Well, just imagine having spent several hours digging into this, and perhaps you can relate to how indignant I felt when I finally got the full picture of what was going on.
With this understanding in hand, we ended up implementing a fix, the details of which are beyond the scope of this post, but which allow CurrentUser to continue using a timely-returning GET_CURRENT_USER so that the query results maintain their advantageous early-loading into the cache.
Some Takeaways
What did I learn from all of this?
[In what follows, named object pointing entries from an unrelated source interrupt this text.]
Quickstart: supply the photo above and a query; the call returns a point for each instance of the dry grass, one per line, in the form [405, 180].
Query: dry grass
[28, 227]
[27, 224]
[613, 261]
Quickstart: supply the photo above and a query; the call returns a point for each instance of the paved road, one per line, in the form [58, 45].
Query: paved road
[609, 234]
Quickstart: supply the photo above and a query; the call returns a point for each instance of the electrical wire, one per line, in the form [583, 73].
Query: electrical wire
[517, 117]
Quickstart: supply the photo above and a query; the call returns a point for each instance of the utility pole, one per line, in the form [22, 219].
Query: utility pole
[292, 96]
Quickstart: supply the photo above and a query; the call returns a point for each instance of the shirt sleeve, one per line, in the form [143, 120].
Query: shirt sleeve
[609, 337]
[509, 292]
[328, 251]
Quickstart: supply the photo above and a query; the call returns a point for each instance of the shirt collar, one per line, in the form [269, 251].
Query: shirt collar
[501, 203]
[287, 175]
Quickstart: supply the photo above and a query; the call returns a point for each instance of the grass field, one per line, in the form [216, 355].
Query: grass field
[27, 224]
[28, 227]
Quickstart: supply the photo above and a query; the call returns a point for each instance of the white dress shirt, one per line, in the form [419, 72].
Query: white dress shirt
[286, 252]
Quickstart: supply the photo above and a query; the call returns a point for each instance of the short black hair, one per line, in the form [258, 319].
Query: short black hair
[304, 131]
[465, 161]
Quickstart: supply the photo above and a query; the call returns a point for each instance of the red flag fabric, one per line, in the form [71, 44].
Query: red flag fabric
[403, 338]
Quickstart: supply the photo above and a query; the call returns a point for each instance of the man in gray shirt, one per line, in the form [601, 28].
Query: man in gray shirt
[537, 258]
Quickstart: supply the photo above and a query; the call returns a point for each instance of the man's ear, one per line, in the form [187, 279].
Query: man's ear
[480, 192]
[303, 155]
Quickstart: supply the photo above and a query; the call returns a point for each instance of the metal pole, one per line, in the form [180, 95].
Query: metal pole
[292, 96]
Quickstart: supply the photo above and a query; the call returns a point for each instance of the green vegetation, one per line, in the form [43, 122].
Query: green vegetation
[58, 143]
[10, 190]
Here’s a non-exhaustive list of some thoughts:
- The “Performance” tab on Chrome Developer Tools — a wealth of information!
- Race conditions are subtle. This one wasn’t even so bad in that I eventually found a way to reliably reproduce the problem. I feel proud for eventually having gotten to the bottom of it.
- Remember my offhand comment, “having a sense of what was in Apollo’s cache, and when, might have been illuminating”? In hindsight, this was spot-on, especially for Case (C). However, the cost-benefit tradeoff of making this happen was probably substantial … my bad luck.
- Regarding my analysis of Case (C): having a detailed view of things was essential, but ultimately not revealing. Zooming out (literally: enlarging the time interval I was looking at in the profiler) led to the required clarity and complete understanding.
- When I first started investigating all of this, I had a handful of open tabs covering some of the different cases, and a rough sense of what I wanted to look into. Pretty quickly, though, I was swimming in too many details to keep track of in my head. Writing down my findings, even provisional ones, even just offhand ideas, helped me get my thoughts in order and come up with a more systematic way to tackle the problem.
Thanks for joining me on this rather specific walkthrough! We certainly got in the weeds, as one is wont to do when tracking down bugs, but hopefully you’ve also come away with some of the same general takeaways with which I emerged.
(Get it? “E-merged”? As in, “merged in new commits, electronically”? No, it doesn’t really work, does it. I was afraid not. Well, lightning doesn’t strike twice.)